352 Вряд ли от нас можно ожидать веры в своего рода двойную жизнь, в которой мы ведем себя в одной плоскости как обычные среднестатистические граждане, а в другой переживаем невероятные приключения и совершаем героические поступки. Другими словами, мы не должны конкретизировать наши фантазии. Однако есть в человеке странная склонность делать именно это, а все его отвращение к фантазии и критическое умаление бессознательного проистекают исключительно из глубоко укоренившегося страха перед этой тенденцией. И конкретизация, и страх перед ней – первобытные суеверия, но они все еще живы среди так называемых просвещенных людей. В обычной жизни человек может трудиться сапожником, но, будучи членом секты, он обретает величие архангела. По всем признакам он мелкий торговец, но среди масонов он таинственная и авторитетная фигура. Другой весь день сидит в своем кабинете; вечером, в своем кругу, он предстает реинкарнацией Юлия Цезаря, не застрахованный от ошибок как человек, но в своем официальном качестве непогрешимый.

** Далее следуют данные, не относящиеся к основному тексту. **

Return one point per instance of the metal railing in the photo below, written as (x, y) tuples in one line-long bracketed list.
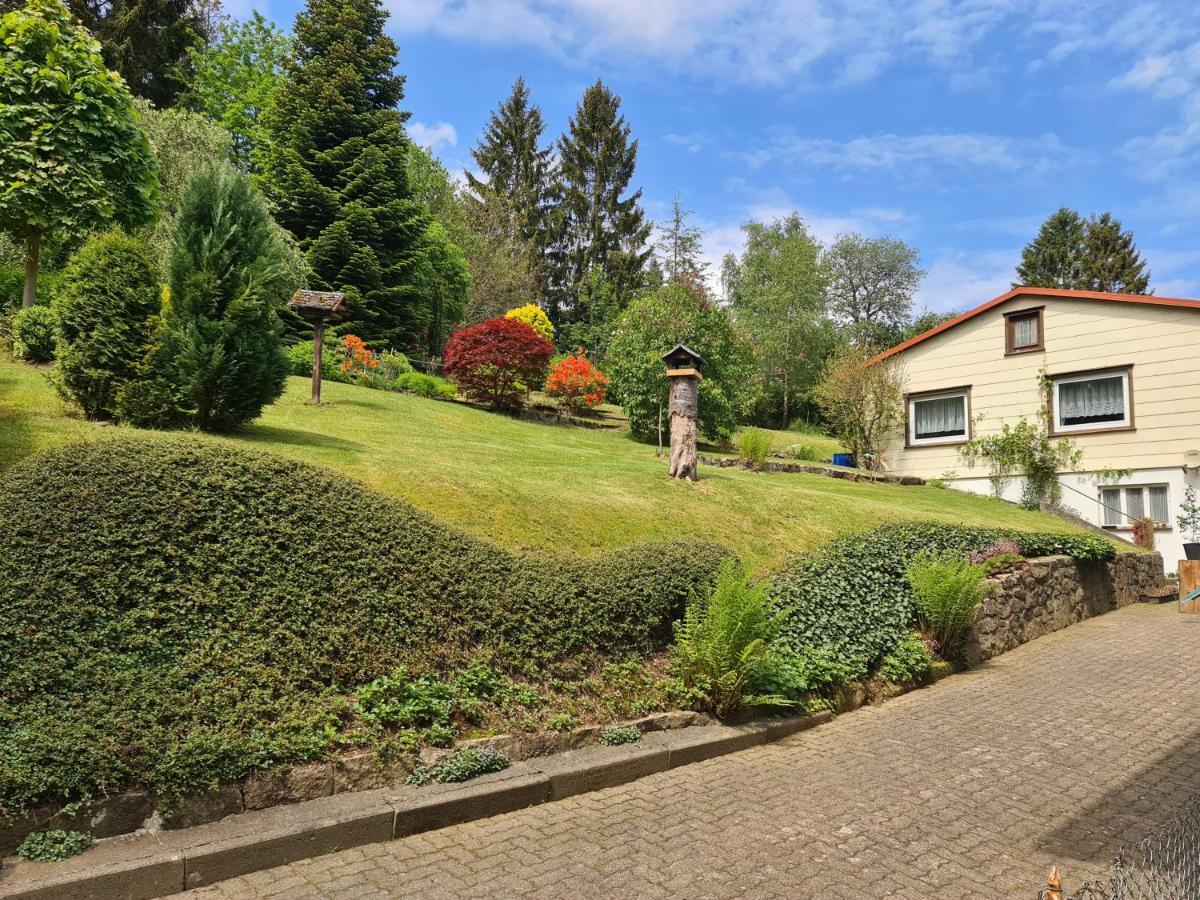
[(1163, 867)]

Все это суть непроизвольные конкретизации.
353 Научное кредо нашего времени, напротив, развило суеверную боязнь фантазии. Но реально лишь то, что работает. И фантазии бессознательного работают, в этом не может быть сомнений. Даже самый умный философ способен пасть жертвой совершенно идиотской агорафобии. Наша пресловутая научная реальность не обеспечивает нам ни малейшей защиты от так называемой ирреальности бессознательного. Под покровом фантастических образов действует нечто, причем действует независимо от того, хорошее или дурное имя мы ему дали. Это нечто реально, а потому к его проявлениям следует относиться серьезно. Но сначала необходимо преодолеть тенденцию к конкретизации; другими словами, при интерпретации, пока мы находимся во власти реального опыта, фантазии нельзя воспринимать буквально. Когда же дело доходит до их понимания, мы ни в коем случае не должны принимать внешний облик, образ фантазии как таковой за движущий процесс, лежащий в его основе. Внешний облик – это не сама вещь, а только ее выражение.

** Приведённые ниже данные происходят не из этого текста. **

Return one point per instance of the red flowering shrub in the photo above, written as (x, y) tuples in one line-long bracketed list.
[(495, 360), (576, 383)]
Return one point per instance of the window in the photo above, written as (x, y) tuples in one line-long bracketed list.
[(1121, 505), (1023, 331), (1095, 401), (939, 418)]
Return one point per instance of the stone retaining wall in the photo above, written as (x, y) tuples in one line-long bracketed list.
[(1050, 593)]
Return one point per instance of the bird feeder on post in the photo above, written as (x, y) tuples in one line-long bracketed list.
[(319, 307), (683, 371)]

354 Таким образом, мой пациент не переживает сцену самоубийства «в другой плоскости» (хотя во всех остальных отношениях она столь же конкретна, как и настоящее самоубийство); он испытывает нечто реальное, что очень похоже на самоубийство. Две противоположные «реальности», мир сознательного и мир бессознательного, не борются за превосходство, но делают друг друга относительными. То, что реальность бессознательного очень относительна, едва ли вызовет особые возражения; но то, что реальность сознательного мира может быть подвергнута сомнению, будет воспринято менее охотно. И все же обе «реальности» суть психические переживания, психические подобия, нарисованные на непостижимо темном фоне. Для критического ума от абсолютной реальности ничего не остается.

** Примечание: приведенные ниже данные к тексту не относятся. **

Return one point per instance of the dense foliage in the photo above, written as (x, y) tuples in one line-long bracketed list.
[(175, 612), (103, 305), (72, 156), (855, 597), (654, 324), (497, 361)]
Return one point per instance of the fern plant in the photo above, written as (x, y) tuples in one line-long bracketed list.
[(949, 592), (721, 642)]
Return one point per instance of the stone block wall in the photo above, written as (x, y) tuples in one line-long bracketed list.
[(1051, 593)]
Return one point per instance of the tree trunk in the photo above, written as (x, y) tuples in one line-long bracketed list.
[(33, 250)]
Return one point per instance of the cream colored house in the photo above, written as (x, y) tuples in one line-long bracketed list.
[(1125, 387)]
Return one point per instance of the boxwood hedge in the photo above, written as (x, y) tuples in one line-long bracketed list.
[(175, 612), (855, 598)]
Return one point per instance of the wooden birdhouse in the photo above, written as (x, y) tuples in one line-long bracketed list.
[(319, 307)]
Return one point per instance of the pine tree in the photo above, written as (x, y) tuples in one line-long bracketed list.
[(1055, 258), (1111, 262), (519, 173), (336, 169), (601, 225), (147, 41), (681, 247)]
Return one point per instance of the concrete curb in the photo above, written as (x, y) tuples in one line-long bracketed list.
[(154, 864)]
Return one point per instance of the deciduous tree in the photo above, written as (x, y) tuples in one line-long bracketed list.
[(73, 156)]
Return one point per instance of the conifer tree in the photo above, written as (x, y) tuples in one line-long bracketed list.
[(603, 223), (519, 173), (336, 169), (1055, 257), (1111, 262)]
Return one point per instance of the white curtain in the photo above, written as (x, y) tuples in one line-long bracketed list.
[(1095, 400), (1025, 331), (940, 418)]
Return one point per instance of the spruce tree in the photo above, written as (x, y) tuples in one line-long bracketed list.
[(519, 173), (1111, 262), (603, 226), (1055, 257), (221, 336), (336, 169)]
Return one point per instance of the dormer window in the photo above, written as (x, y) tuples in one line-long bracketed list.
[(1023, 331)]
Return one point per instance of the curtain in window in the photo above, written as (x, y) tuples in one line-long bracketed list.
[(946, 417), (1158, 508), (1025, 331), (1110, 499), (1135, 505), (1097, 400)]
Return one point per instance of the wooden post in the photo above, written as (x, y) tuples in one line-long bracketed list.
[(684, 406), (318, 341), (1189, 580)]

355 О сущности вещей, об абсолютном бытии мы не знаем ничего. Но мы испытываем на себе различные влияния: «снаружи» посредством органов чувств, «изнутри» посредством фантазии. Нам бы никогда не пришло в голову утверждать, что цвет «зеленый» существует независимо, сам по себе; точно так же мы никогда не должны воображать, будто фантазийные переживания существуют сами по себе и посему должны восприниматься буквально. Это выражение, внешняя оболочка чего-то неизвестного, но реального. Фрагмент фантазии, который я упомянул выше, по времени совпадает с приступом депрессии и отчаяния, и это событие находит выражение в фантазии. У пациента действительно есть невеста; для него она представляет единственную эмоциональную связь с миром. Разрыв этой связи станет концом его отношения с миром. Но его невеста также является символом его анимы, то есть его отношения к бессознательному. Следовательно, фантазия одновременно выражает тот факт, что его анима, без каких-либо помех с его стороны, снова исчезает в бессознательном. Это свидетельствует о том, что настроение вновь оказалось сильнее его. Пациент безучастно наблюдает за происходящим, хотя мог бы легко вмешаться и остановить аниму.